Em sua dimensão ficcional, a narrativa de Iracema – Uma Transa Amazônica limita-se às personagens Tião Brasil Grande (Paulo Cesar Pereio), um alienado e malandro caminhoneiro cujas falas reproduzem o ufanismo tão em voga no período, e Iracema (Edna de Cássia), uma ingênua adolescente indígena que encontra na prostituição um caminho para sobreviver. A encenação despojada, aberta a improvisos, favorece a interação das duas personagens com aquelas pessoas que vão conhecendo nas veredas esquecidas da Amazônia. O fato de Edna de Cássia não ser uma atriz profissional constitui-se como um trunfo significativo, dada a espontaneidade e a liberdade dela em cena, ora denotando a dádiva de se estar vivo apesar de tudo, ora a melancolia da impossibilidade de superação daquele estado de coisas degradante. A complexidade dramatúrgica de Iracema é reveladora da própria vivência às margens da Transamazônica, cingida entre a esperança utópica e o desespero resignado.
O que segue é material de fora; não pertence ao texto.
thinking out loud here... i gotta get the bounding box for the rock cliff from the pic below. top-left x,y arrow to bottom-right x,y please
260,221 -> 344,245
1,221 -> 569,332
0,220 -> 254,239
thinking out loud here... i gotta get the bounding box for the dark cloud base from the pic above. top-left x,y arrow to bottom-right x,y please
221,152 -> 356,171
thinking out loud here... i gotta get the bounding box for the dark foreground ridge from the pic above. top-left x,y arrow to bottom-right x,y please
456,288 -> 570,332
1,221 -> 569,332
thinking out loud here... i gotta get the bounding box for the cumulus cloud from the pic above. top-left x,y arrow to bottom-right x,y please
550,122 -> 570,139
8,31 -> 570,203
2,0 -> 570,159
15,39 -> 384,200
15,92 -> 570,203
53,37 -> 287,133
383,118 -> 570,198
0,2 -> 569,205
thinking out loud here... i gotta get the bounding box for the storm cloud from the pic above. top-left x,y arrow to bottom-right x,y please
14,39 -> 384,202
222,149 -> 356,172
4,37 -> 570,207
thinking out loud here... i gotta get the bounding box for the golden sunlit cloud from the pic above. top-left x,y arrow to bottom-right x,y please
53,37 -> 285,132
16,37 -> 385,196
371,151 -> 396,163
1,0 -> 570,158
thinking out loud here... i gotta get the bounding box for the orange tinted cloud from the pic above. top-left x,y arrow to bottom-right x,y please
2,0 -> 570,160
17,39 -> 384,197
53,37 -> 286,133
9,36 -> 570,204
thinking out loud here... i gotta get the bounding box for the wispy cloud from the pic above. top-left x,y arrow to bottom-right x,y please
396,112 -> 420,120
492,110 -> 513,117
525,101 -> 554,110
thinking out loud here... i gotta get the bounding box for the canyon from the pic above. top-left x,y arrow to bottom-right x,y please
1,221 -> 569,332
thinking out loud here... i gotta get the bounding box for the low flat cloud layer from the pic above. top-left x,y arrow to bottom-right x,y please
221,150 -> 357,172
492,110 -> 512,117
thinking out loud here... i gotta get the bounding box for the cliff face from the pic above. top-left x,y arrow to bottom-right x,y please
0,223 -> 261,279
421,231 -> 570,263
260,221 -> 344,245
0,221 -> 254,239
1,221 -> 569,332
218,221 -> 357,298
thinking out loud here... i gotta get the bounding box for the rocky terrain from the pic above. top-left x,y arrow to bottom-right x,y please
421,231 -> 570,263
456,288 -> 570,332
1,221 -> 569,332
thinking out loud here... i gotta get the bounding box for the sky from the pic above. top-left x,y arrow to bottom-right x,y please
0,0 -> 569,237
Por outro lado, a dimensão documental emerge da maneira como Bodanzky e Senna exploram a realidade em torno de suas personagens ficcionais e, sobretudo, não ficcionais. Enquanto Iracema e Tião falam, a câmera costuma focar em direção oposta, direcionando o seu olhar para as ações de pessoas comuns, de nomes desconhecidos, vítimas do penurioso contexto em que estavam inseridas, geralmente atraídas pela propaganda do regime. A denúncia é feita pelos cineastas de maneira muito eficiente, sem que seja preciso dizer uma única palavra contrária à falácia do milagre brasileiro, simbolizado pela Transamazônica. As imagens falam por si, e de modo extremamente pujante.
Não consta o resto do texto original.